Consider tokens = ["2","1","+","3","*"]. Stack: push 2 → [2]. Push 1 → [2, 1]. Token "+": pop 1 (b) and 2 (a), compute 2+1=3, push → [3]. Push 3 → [3, 3]. Token "*": pop 3 (b) and 3 (a), compute 3*3=9, push → [9]. Return 9.

Consider tokens = ["4","13","5","/","+"]. Push 4 → [4]. Push 13 → [4, 13]. Push 5 → [4, 13, 5]. Token "/": pop 5 (b) and 13 (a), compute 13/5=2 (truncated), push → [4, 2]. Token "+": pop 2 and 4, compute 4+2=6, push → [6]. Return 6.

Consider tokens = ["10","6","9","3","+","-11","*","/","*","17","+","5","+"]. This longer expression evaluates to 22. Each operator consumes two operands and produces one result, gradually reducing the stack until one value remains.

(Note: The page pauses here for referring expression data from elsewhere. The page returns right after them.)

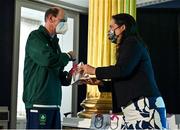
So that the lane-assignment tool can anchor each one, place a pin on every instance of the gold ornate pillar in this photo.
(100, 51)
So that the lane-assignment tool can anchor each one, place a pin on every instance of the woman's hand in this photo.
(87, 69)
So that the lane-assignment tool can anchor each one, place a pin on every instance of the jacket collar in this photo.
(46, 33)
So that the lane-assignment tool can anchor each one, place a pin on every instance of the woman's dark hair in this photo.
(130, 30)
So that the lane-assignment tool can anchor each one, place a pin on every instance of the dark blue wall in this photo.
(7, 10)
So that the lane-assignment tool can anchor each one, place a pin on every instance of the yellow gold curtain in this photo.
(100, 51)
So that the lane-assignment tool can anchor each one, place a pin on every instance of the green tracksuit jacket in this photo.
(43, 69)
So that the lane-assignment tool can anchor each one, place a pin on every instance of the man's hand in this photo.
(93, 81)
(87, 69)
(72, 55)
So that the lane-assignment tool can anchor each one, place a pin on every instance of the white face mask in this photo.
(61, 28)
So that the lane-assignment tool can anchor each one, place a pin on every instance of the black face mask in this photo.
(112, 36)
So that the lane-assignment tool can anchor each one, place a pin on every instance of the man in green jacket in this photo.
(43, 72)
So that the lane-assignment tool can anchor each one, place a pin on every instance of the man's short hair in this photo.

Python: stack = []. For token in tokens: if token in "+-*/": b, a = stack.pop(), stack.pop(). If token == "+": stack.append(a+b). Elif "-": stack.append(a-b). Elif "*": stack.append(a*b). Else: stack.append(int(a/b)). Else: stack.append(int(token)). Return stack[0].

A cleaner Python approach uses a dictionary of lambda functions: ops = {"+": lambda a,b: a+b, "-": lambda a,b: a-b, "*": lambda a,b: a*b, "/": lambda a,b: int(a/b)}. If token in ops: b, a = stack.pop(), stack.pop(); stack.append(ops[token](a, b)).

Java: use a Deque<Integer> stack. Check if token is an operator with a switch statement. For division, Java's / already truncates toward zero. Parse numbers with Integer.parseInt(). Return stack.pop().

Time complexity is O(n) where n is the number of tokens. Each token is processed exactly once with O(1) work (push, pop, or arithmetic operation). No nested loops or repeated scanning.

Space complexity is O(n) for the stack. In the worst case (all operands first, then operators), the stack holds n/2 + 1 elements. In the best case (alternating operands and operators), the stack stays small.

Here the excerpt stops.